Frauen sind 'von Natur aus' schwer krank, dadurch leicht zu begeistern. Die Seele wird ihnen leicht bei der Arbeit und der Arsch hinten groß + vorne klein kommt, gespalten oder geteilt, ihnen mit seinem Gewicht schwer zu Bewusstsein. Das ist der natürliche Schwachsinn der Frau. Das Weib aber ist sinnlich und hat keinen Sinn. Der Frau fehlt die große Sinnlichkeit. Sie ist leichtgläubig, schnell aufgeblasen hebt sie der Leichtsinn kurz an und wird dann vom Schwergewicht der Fleischmasse runtergerissen in die Krankheit. Der Liebe Leichtigkeit wird an der Schmerzhaft, leiblichen Wahrheit zu Neid. Neid ist eine Lähmung des Geistes: da passt die Seele am hin gerissenen Weibchen endlich zu der leiblichen Masse mit dem Ergebnis von: Müdigkeit, Depression, Faulheit. Alles an ihr wird altes Fett, fiebrig ausgebrannt ist sie, Arsch mit Bewusstsein, hat seelischen Schmerz im Leib, den Durchfall des Geistes.

Ganz nebenbei: sinkt der Leib nieder und ist er krank, dann liegt die Seele blank und offenbar bloß: ist sie deutlich wahrnehmbar der zur Krankheit gehörende Gestank. Der kranke Leib hat eine ‚reine Seele‘ und einen ‚höheren Geist‘. Der gesunde Leib aber hat nur eine Seele, die mitdenkt und den Geist im Leib für ihn lenkt.

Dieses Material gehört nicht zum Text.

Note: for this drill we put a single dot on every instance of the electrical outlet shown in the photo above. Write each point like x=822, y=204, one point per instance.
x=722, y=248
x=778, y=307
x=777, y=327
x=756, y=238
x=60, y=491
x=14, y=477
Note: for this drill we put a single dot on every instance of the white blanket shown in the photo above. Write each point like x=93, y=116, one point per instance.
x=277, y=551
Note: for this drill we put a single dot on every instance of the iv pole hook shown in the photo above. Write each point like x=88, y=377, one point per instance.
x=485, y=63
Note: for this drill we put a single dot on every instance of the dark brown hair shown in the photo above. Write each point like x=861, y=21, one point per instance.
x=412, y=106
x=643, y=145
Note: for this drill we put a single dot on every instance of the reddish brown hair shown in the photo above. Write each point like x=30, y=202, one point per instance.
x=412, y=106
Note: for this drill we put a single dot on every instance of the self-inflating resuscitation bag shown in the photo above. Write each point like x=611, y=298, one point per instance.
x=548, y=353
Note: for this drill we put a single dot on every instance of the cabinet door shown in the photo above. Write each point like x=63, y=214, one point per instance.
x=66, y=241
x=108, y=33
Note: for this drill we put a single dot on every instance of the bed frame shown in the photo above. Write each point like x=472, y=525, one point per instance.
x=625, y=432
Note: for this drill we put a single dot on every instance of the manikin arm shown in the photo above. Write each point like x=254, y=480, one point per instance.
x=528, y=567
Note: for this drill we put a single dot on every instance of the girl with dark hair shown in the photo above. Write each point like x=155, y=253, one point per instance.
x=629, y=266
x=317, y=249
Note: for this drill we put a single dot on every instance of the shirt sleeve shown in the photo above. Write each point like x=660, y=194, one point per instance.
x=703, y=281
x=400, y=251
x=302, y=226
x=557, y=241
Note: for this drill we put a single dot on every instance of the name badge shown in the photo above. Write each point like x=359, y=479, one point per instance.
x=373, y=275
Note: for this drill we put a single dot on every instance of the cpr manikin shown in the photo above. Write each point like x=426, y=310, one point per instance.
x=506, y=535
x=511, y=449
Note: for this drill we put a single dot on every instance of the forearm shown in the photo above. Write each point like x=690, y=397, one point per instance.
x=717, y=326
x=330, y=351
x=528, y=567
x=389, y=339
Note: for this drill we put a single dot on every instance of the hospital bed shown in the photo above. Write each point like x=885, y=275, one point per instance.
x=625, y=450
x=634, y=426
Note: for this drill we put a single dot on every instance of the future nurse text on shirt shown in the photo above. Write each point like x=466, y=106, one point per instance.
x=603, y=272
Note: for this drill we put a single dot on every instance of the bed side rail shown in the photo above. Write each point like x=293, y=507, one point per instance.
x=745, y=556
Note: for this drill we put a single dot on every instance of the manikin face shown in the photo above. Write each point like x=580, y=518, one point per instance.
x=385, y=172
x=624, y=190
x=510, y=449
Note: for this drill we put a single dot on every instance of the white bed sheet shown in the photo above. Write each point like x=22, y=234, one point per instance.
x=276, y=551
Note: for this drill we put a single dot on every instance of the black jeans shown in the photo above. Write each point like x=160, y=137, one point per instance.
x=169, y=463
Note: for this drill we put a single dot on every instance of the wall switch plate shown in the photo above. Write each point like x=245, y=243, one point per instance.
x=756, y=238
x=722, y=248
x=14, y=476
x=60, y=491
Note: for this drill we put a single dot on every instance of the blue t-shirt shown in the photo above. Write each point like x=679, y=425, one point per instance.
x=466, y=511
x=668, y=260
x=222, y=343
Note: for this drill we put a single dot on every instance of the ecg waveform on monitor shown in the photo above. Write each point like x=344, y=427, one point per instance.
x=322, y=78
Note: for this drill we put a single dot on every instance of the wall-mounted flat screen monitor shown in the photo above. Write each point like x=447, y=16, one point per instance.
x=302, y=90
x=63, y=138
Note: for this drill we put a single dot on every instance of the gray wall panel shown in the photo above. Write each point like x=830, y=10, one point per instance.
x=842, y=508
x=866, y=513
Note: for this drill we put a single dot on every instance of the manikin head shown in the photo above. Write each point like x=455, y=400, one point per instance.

Und: der ‚höhere Geist‘ heißt in Wirklichkeit ‚Idiotie‘ und die ‚reine Seele‘ ist der gläubige Stumpfsinn. Dem Gläubigen ist die Idiotie ‚Gott‘. Stumpfsinn ist Glaube, Liebe ist Hoffen auf Geist. Der Gläubige erwartet im Rausch der Begeisterung seine Erlösung. Das ist der Gläubigen Rausch im Ergebnis: reine leibliche Taubheit mit einem Rauschen im Kopf. Das Rauschen ist dem gläubigen Schaf eine Ahnung von Geist. Da klebt es das Schildchen ‚Gott‘ auf die Ahnung und verewigt darin die eigene Geistlosigkeit. Kopfschmerz durch Entzug heißt ihm dann ‚Sünde‘. Sünde ist fehlender Geist oder ‚Geist‘ Gottes halt.

Die Bischöfin hat die Erlaubnis, sich zum Schein in einen Führer zu verwandeln. Wäre da nicht der ewige Rausch, das Besäufnis, die Beförderung des Geistes ins Jenseits, die Verwandlung des Verstandes in 'Gott'. Dem 'Geist' folgt die Reue in Form eines Katers oder - eines kleinen geilen Mönchleins vielleicht? 

Päpstin will sie werden und bekennt sich im Suff zu Gleichheit, aller Freiheit und absoluten Einheit mit dem Mann. Ob sie und ihr Mönch sich nun gegenseitig zur Steigerung der Wollust prügeln oder nur sich besaufen ist egal: Blutrausch und Rausch sind beides nur Mittel der Gewalt gegen den Leib zum Zweck der Verhinderung der totalen Verwandlung. Eine gewaltsame widerlich ungeschickte Drehung um die eigene Achse kann die Wendung des Inneren nach außen unterdrücken. Das ist die Wahrheit der Bischöfin mit dem Traum von der lesbischen Herrlichkeit.

Frau ist also ein kleines nützliches Ding, das keinen Leib für sich mehr hat. Das Ding ist ihr unnütz. Man kann es ohne weiteres abschneiden. Hinten ist sie dann heimlich als Hündchen dran und vorn kann man sie besser aufreißen. Das ist der Sinn ihrer Beschneidung.

Weib hingegen ist nichts als Leib.

Weiber sind gewaltige archaische Leiber. Die haben die männliche Gier fest in BeSitz und in der Hand. Mann sollte sie besser meiden.